L'efficacité du nouveau dispositif repose sur un suivi rigoureux et une définition pertinente de la notion d'exposition au risque de tuberculose pour les enfants. Les critères d'appartenance à ce groupe prennent en compte les expertises précédentes et la large consultation réalisée lors de l'audition publique sur le BCG. Ils incluent des caractéristiques d'ordre socio-démographique et territoriales de lieu de résidence. Principalement, il s'agit d'enfants nés ou ayant séjourné dans des pays de forte endémie, d'enfants ayant des antécédents familiaux de tuberculose, d'enfants résidant en Île-de-France ou en Guyane ou encore d'enfants dans toute situation jugée par le médecin à risque d'exposition au bacille tuberculeux, notamment ceux qui vivent dans des conditions de logement défavorables.

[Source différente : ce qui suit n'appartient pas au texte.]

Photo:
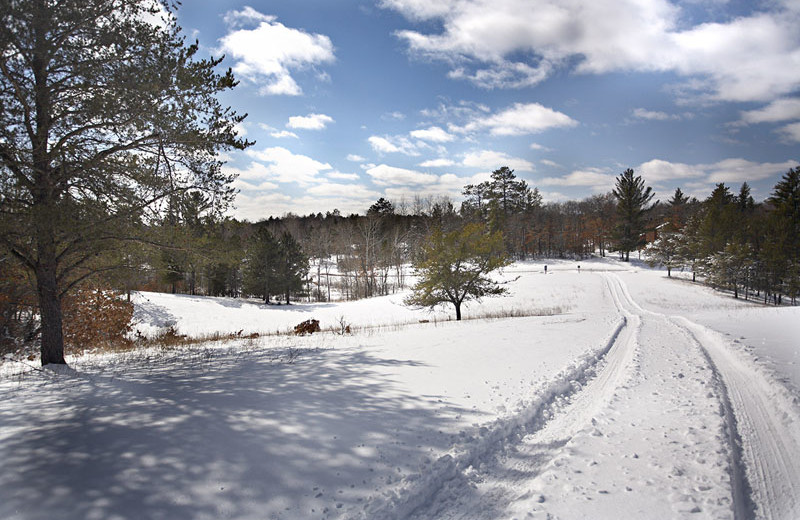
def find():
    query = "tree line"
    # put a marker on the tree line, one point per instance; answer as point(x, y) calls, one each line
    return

La vaccination par le BCG est donc indiquée chez ces enfants et ces adolescents jusqu'à l'âge de 15 ans, s'ils répondent à au moins un de ces critères. Par ailleurs, la décision de suspension de l'obligation de vaccination par le BCG doit être suivie et son impact doit être mesuré. Cela concerne la surveillance des cas de tuberculose chez les enfants et la mesure de la couverture vaccinale mais aussi les effets indésirables du BCG. Tout impact négatif me conduirait bien entendu à annuler la suspension de l'obligation vaccinale.

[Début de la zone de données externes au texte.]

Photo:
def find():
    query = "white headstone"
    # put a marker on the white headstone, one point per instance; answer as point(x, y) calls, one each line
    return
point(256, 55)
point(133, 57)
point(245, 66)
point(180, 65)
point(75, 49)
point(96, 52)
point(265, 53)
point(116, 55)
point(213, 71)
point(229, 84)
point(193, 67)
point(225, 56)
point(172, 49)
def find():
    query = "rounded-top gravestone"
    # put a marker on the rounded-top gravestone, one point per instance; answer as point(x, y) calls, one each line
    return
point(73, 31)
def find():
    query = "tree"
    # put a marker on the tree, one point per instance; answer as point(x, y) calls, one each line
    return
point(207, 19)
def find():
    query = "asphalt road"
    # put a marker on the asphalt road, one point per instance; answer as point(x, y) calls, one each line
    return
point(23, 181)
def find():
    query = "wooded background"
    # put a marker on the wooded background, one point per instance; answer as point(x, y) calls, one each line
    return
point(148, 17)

J'ai demandé au directeur de l'Institut national de veille sanitaire d'assurer la coordination de ce suivi et de cette surveillance. Il pourra s'appuyer sur les fiches de déclaration obligatoire de tuberculose qui ont été modifiées récemment afin que les critères d'appartenance au groupe d'enfants à risque de tuberculose apparaissent ainsi que le statut de vaccination par le BCG. Cette nouvelle fiche permettra de déceler les cas de tuberculose survenant chez des enfants non vaccinés qui auraient dû l'être et d'adapter immédiatement les mesures. A cet égard, le suivi par les DDASS des Déclarations obligatoires et des signalements immédiats permet de disposer, en temps réel, de signaux d'alerte. En outre, la mesure de la couverture vaccinale chez les enfants concernés par la recommandation sera assurée par les certificats de santé, adaptés à cet effet.
Cependant les délais de remontée et d'analyse de ces données me conduisent à demander que des mesures complémentaires permettent d'évaluer cette couverture vaccinale, sous la coordination de l'Institut national de veille sanitaire.
Le suivi des effets indésirables du BCG, d'ores et déjà mis en place par l'Afssaps, permettra de mesurer la diminution, attendue, des effets indésirables du BCG.
Tous ces avis, recommandations et mesures confortent à mes yeux, cette décision de suspension de la vaccination BCG que je considère comme partie intégrante de ce programme. La suspension de la vaccination sera effective dès la publication du décret dans les tous prochains jours.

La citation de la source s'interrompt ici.